Routing Mamba: Scaling State Space Models with Mixture-of-Experts Projection
This work addresses a bottleneck in scaling SSMs for long sequence modeling, offering an incremental improvement in efficiency for language modeling tasks.
The paper tackles the challenge of efficiently scaling State Space Models (SSMs) with Mixture-of-Experts (MoE) by introducing Routing Mamba (RoM), which uses sparse mixtures of linear projection experts to achieve language modeling performance equivalent to a dense Mamba model with over 2.3x more active parameters and a 23% FLOPS saving.

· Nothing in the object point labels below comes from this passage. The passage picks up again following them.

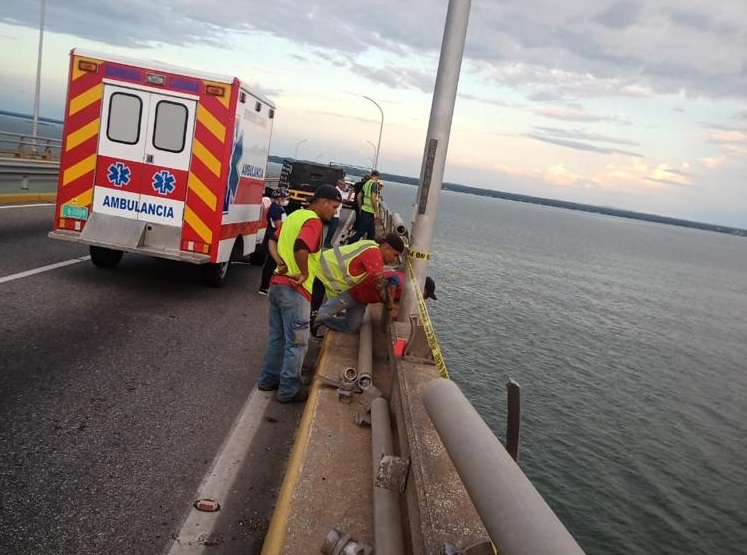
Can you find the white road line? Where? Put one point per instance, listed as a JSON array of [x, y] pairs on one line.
[[26, 205], [35, 271], [217, 483]]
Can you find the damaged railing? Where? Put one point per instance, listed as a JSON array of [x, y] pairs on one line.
[[516, 517]]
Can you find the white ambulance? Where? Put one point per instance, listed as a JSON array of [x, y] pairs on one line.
[[162, 161]]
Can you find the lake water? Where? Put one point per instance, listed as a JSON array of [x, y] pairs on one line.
[[629, 340]]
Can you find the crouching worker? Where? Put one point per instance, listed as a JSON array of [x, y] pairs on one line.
[[294, 248], [354, 302], [340, 269]]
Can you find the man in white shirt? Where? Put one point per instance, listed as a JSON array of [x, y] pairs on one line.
[[335, 221]]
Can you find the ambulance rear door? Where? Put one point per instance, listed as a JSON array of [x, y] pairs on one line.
[[144, 152]]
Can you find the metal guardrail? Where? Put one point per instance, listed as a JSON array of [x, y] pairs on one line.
[[28, 168], [514, 513], [27, 147], [27, 156]]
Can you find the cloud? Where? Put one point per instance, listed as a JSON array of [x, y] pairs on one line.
[[619, 15], [548, 50], [583, 135], [567, 114], [665, 181], [578, 145]]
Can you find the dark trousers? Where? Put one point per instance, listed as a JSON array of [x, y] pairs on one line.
[[331, 228], [270, 264], [317, 298], [366, 226]]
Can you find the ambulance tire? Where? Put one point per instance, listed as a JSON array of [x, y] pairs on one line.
[[105, 258], [216, 274], [259, 256]]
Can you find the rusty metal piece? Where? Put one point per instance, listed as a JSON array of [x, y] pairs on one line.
[[369, 394], [344, 395], [392, 473], [480, 548], [363, 419], [206, 505], [364, 381], [337, 543], [349, 374]]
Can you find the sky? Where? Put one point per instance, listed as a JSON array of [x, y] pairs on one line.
[[638, 105]]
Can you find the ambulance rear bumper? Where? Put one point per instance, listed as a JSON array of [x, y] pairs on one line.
[[182, 256]]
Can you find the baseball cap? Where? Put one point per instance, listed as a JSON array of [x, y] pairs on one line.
[[394, 241], [329, 192], [429, 290]]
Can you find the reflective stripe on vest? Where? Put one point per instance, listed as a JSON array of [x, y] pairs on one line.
[[335, 266], [367, 202], [286, 241]]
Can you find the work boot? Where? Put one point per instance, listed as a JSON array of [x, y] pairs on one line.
[[299, 397]]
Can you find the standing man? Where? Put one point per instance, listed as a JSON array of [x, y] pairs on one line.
[[275, 217], [298, 243], [368, 200], [334, 222]]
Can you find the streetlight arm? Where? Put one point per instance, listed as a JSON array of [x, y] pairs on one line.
[[381, 128]]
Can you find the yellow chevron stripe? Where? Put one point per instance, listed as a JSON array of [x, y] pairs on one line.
[[206, 157], [85, 99], [79, 73], [198, 225], [83, 199], [200, 189], [83, 134], [226, 98], [211, 122], [81, 168]]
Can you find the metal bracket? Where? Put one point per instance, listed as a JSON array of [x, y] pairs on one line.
[[337, 543], [479, 548], [417, 348], [392, 473]]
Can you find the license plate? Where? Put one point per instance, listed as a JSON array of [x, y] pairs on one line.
[[74, 212]]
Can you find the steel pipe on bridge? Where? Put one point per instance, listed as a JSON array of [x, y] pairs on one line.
[[517, 518]]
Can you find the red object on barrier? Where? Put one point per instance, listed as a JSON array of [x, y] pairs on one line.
[[399, 347]]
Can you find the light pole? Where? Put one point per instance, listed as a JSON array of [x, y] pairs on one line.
[[35, 125], [373, 160], [299, 143], [381, 128]]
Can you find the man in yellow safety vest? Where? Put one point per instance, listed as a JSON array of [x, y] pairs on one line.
[[295, 248], [368, 200], [340, 269]]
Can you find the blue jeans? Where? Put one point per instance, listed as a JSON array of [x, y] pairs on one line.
[[350, 323], [287, 341]]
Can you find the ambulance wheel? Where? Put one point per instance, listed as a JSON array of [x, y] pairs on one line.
[[215, 274], [105, 258], [258, 257]]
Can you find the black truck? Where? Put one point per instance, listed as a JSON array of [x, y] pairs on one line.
[[302, 179]]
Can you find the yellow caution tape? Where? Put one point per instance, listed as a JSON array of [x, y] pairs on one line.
[[419, 255], [428, 327]]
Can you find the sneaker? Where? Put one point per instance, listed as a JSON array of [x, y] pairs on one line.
[[299, 397], [267, 387]]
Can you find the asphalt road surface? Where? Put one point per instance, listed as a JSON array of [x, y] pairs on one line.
[[118, 391]]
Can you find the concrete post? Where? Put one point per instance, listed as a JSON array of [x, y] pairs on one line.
[[436, 144]]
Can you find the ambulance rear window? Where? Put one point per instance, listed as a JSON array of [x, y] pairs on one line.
[[124, 118], [170, 128]]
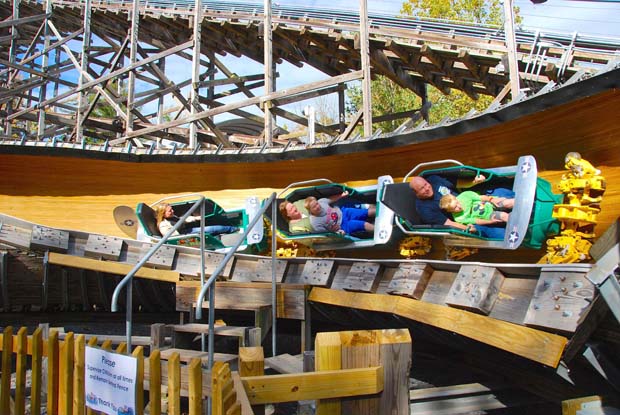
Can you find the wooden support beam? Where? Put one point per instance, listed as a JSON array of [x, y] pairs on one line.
[[112, 267], [390, 349], [536, 345], [313, 385]]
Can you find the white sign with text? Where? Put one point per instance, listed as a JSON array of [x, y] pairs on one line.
[[110, 383]]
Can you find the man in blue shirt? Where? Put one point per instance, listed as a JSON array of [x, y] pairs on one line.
[[431, 189]]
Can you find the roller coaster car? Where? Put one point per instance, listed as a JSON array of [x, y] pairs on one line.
[[530, 221], [214, 215], [358, 197]]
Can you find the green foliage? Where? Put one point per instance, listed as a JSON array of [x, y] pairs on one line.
[[465, 11], [389, 98]]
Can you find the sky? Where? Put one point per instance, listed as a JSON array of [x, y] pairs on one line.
[[558, 16]]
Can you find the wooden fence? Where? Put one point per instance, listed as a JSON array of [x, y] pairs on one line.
[[349, 371]]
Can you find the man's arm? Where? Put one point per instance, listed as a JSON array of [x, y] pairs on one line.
[[461, 226], [467, 183], [339, 196]]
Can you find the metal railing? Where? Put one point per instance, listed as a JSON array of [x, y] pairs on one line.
[[129, 277], [209, 284]]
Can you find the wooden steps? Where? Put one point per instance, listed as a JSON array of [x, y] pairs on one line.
[[183, 335]]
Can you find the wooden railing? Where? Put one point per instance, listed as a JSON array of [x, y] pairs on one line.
[[64, 363], [57, 373]]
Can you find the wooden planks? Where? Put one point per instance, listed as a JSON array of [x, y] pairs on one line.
[[410, 280], [49, 239], [103, 247], [475, 288], [559, 300], [112, 267], [536, 345], [235, 295]]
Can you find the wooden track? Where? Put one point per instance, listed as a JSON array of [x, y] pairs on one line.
[[78, 189], [520, 313]]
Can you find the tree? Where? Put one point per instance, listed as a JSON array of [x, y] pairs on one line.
[[388, 97]]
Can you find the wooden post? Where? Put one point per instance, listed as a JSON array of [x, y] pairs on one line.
[[195, 386], [20, 370], [269, 82], [174, 384], [195, 89], [155, 382], [36, 389], [157, 336], [52, 372], [252, 363], [511, 46], [327, 349], [390, 349], [78, 375], [365, 56], [138, 353], [5, 384], [65, 372], [575, 406]]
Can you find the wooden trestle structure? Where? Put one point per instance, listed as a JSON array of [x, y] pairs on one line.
[[541, 318], [80, 48], [540, 328]]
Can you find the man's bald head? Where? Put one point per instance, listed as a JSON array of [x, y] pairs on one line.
[[421, 187]]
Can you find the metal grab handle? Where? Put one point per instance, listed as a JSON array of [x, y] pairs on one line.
[[431, 163], [129, 277], [208, 284], [297, 184]]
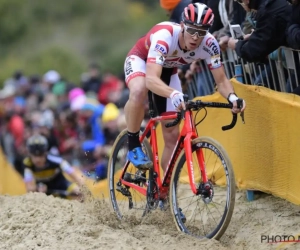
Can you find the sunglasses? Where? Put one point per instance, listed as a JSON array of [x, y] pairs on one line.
[[193, 31], [240, 2]]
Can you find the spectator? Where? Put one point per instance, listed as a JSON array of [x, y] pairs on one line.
[[271, 21], [92, 81], [293, 31]]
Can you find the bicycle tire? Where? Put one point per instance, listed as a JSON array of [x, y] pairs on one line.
[[114, 195], [203, 143]]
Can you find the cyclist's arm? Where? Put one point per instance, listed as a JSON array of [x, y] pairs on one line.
[[224, 85], [160, 44], [70, 171], [153, 81], [29, 180]]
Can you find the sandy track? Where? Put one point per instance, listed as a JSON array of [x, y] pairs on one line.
[[35, 221]]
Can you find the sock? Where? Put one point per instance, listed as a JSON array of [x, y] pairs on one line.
[[133, 140]]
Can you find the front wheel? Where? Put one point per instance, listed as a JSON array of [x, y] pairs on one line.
[[205, 215]]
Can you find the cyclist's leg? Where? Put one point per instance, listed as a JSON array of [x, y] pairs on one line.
[[134, 109]]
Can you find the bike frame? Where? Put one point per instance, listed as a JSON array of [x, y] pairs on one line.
[[186, 135]]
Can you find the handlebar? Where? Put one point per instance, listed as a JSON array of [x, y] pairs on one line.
[[196, 105]]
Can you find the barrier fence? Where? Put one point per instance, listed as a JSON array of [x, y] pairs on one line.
[[278, 73]]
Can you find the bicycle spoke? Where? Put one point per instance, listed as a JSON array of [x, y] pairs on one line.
[[207, 214]]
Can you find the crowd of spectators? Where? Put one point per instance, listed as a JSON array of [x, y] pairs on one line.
[[267, 25], [79, 120]]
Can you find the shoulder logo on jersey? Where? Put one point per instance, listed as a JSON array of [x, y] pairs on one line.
[[215, 61], [128, 66], [211, 43], [161, 49]]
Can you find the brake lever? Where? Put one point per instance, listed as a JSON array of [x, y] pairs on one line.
[[242, 117], [239, 103]]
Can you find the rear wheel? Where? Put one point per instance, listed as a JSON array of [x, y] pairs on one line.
[[207, 214], [119, 194]]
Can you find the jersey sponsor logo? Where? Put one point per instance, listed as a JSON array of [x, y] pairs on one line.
[[160, 60], [146, 44], [161, 49], [175, 53], [208, 51], [128, 66], [215, 61], [210, 43]]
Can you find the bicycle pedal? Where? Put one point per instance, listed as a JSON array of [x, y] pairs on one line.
[[137, 178]]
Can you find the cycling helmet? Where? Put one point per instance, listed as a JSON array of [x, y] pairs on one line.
[[37, 145], [198, 14]]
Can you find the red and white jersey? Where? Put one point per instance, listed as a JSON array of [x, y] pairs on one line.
[[161, 46]]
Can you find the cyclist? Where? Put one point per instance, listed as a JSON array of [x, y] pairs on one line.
[[44, 172], [152, 65]]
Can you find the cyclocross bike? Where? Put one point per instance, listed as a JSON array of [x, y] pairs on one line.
[[198, 182]]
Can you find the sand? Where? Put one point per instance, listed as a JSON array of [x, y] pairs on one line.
[[37, 221]]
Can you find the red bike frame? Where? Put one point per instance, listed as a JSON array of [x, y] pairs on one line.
[[186, 135]]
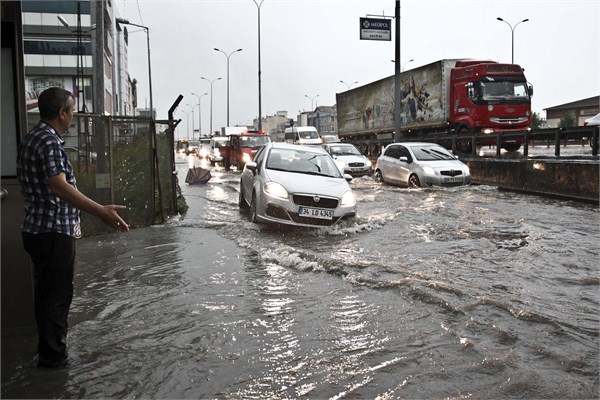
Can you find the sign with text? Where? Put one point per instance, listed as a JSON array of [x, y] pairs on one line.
[[375, 29]]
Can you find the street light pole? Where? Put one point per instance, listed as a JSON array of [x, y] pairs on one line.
[[199, 113], [348, 85], [259, 72], [228, 55], [312, 108], [211, 82], [512, 32], [126, 22], [193, 127], [406, 63]]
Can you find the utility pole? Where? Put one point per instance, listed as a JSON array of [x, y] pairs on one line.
[[397, 88]]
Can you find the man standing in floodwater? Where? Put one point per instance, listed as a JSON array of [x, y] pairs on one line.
[[52, 224]]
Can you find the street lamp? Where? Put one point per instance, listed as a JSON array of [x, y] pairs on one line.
[[349, 84], [211, 82], [512, 31], [406, 63], [200, 113], [193, 127], [259, 72], [312, 98], [187, 122], [228, 55], [126, 22]]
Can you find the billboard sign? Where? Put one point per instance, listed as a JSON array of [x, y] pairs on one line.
[[375, 29]]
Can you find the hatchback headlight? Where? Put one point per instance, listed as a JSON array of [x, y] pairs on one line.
[[276, 189], [348, 199], [428, 170]]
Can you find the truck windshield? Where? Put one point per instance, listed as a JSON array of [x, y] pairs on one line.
[[254, 141], [503, 90]]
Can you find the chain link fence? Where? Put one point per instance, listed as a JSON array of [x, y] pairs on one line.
[[123, 160]]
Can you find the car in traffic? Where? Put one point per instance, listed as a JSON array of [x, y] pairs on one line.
[[297, 185], [418, 164], [216, 144], [348, 159], [595, 120]]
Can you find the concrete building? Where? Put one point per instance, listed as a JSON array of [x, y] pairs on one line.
[[78, 46], [580, 109]]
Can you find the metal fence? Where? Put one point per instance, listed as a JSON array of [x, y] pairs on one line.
[[122, 160]]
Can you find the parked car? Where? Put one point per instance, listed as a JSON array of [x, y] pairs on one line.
[[420, 164], [216, 143], [348, 159], [295, 185], [595, 120]]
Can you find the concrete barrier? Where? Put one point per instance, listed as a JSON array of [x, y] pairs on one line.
[[566, 178]]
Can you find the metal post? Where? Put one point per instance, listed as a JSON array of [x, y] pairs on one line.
[[397, 89], [227, 56], [259, 71], [211, 82]]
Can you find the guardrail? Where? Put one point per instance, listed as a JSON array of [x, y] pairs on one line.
[[557, 136]]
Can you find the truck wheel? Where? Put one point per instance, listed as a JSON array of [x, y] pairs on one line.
[[241, 200], [252, 214], [511, 147], [413, 181]]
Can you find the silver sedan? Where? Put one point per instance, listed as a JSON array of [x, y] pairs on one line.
[[415, 164], [295, 185]]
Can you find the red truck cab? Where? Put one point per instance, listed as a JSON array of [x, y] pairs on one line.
[[488, 97], [241, 148]]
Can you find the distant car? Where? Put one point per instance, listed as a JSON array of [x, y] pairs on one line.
[[295, 185], [348, 159], [216, 143], [595, 120], [420, 164], [330, 138]]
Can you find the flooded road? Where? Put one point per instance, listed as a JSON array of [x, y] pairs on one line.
[[450, 293]]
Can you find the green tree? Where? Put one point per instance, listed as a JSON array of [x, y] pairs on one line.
[[568, 121]]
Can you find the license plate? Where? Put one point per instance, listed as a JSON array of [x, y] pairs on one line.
[[315, 213], [453, 180]]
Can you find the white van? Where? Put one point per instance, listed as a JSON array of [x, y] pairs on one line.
[[302, 135]]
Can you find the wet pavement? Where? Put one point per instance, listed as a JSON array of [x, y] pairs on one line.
[[430, 293]]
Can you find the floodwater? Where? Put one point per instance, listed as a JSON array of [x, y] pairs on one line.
[[453, 293]]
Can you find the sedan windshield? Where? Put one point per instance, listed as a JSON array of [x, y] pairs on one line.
[[343, 151], [303, 162], [431, 153]]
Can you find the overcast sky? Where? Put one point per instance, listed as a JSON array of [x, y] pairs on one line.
[[308, 46]]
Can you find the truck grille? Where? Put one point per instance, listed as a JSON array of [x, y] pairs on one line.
[[309, 201]]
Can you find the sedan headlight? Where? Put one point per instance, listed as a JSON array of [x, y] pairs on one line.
[[275, 189], [348, 199], [428, 170]]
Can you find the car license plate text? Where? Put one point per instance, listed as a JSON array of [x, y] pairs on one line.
[[315, 213]]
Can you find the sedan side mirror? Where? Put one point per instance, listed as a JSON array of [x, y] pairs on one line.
[[251, 165]]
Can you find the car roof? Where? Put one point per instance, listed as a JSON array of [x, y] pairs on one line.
[[414, 144], [282, 145]]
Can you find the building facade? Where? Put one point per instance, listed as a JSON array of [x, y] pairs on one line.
[[78, 46], [580, 109]]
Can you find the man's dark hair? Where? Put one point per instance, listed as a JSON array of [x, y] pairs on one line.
[[51, 101]]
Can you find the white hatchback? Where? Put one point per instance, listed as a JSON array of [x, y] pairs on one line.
[[415, 164]]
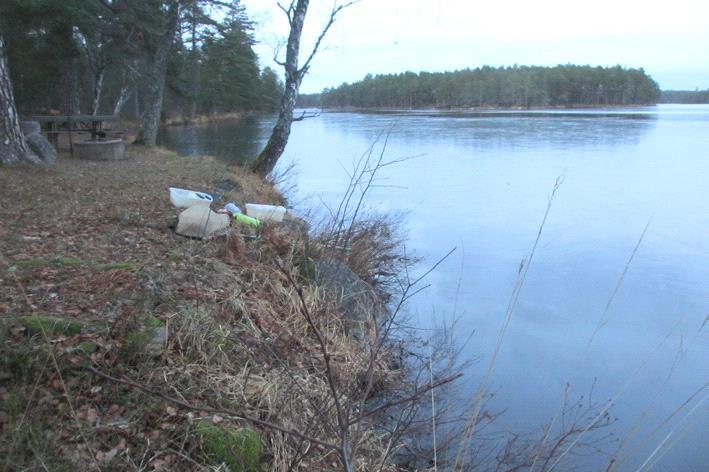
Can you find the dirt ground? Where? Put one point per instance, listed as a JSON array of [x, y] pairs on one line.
[[73, 237]]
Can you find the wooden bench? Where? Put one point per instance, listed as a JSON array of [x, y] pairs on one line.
[[54, 125]]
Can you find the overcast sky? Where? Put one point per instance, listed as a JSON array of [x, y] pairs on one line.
[[669, 39]]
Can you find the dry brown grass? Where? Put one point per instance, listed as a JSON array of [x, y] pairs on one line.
[[92, 242]]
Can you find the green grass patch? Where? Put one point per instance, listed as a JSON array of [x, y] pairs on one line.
[[88, 347], [30, 263], [115, 265], [239, 448], [67, 261], [38, 324], [152, 322]]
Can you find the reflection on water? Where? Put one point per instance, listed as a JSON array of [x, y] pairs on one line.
[[481, 182], [236, 141]]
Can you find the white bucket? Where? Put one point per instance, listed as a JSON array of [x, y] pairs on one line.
[[182, 198], [266, 212]]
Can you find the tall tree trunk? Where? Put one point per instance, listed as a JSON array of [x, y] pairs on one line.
[[155, 79], [266, 161], [123, 97], [296, 12], [70, 89], [13, 148], [195, 66], [98, 88]]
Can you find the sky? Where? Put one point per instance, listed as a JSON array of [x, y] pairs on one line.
[[670, 40]]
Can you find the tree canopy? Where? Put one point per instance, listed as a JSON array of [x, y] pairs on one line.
[[98, 52], [516, 86]]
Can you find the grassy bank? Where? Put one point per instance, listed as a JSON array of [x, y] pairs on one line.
[[127, 347]]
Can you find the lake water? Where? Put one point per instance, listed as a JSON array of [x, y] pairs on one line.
[[481, 183]]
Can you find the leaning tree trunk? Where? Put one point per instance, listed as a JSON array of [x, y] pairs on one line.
[[13, 148], [123, 97], [154, 87], [266, 161], [98, 88]]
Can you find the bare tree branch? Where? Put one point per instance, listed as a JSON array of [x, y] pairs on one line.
[[224, 411], [335, 10]]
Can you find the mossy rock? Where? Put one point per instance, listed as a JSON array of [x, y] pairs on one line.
[[238, 448], [38, 324]]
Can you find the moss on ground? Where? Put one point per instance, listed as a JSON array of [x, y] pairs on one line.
[[30, 263], [115, 265], [67, 261], [39, 325], [238, 448]]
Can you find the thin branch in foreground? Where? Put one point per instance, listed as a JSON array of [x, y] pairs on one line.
[[225, 411]]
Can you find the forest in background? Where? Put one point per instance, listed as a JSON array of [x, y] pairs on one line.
[[77, 56], [501, 87], [684, 96]]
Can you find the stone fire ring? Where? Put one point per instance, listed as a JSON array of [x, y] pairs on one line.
[[100, 150]]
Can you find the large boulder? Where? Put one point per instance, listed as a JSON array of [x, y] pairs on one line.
[[37, 143], [201, 222], [356, 300]]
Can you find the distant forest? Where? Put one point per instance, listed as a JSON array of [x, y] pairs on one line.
[[502, 87], [87, 56], [684, 96]]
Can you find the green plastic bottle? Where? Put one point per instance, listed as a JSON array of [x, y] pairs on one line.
[[241, 218]]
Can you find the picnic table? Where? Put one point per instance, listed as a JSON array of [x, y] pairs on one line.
[[54, 125]]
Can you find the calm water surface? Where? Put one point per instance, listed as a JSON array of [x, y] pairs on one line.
[[481, 183]]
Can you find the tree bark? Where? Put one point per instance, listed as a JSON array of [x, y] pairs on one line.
[[155, 79], [296, 12], [70, 89], [123, 97], [98, 88], [13, 148], [266, 161]]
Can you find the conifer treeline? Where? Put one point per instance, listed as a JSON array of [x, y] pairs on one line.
[[517, 86], [99, 52]]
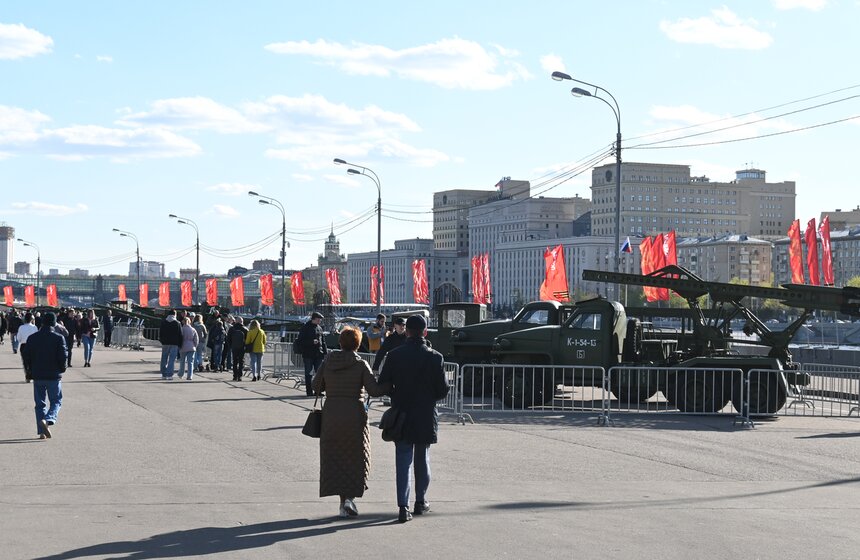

Linear State Space Models (SSMs) offer remarkable performance gains in efficient sequence modeling, with constant inference-time computation and memory complexity. Recent advances, such as Mamba, further enhance SSMs with input-dependent gating and hardware-aware implementations, positioning them as strong alternatives to Transformers for long sequence modeling. However, efficiently scaling the expressive power of SSMs, particularly with Mixture of Experts (MoE), remains challenging, as naive integration attempts often falter or degrade performance. In this work, we introduce Routing Mamba (RoM), a novel approach that scales SSM parameters using sparse mixtures of linear projection experts. By sharing routing decisions between projection layers and lightweight sub-modules within Mamba across experts, RoM leverages synergies among linear projection experts for effective and efficient sparse scaling of Mamba layers. At a scale of 1.3B active parameters (10B total) and 16K training sequence length, RoM achieves language modeling performance equivalent to a dense Mamba model requiring over 2.3x more active parameters, and demonstrates consistent perplexity across context lengths. Experimental results further show RoM effectively scales hybrid language models, yielding a 23% FLOPS saving compared to dense Mamba scaling for similar performance.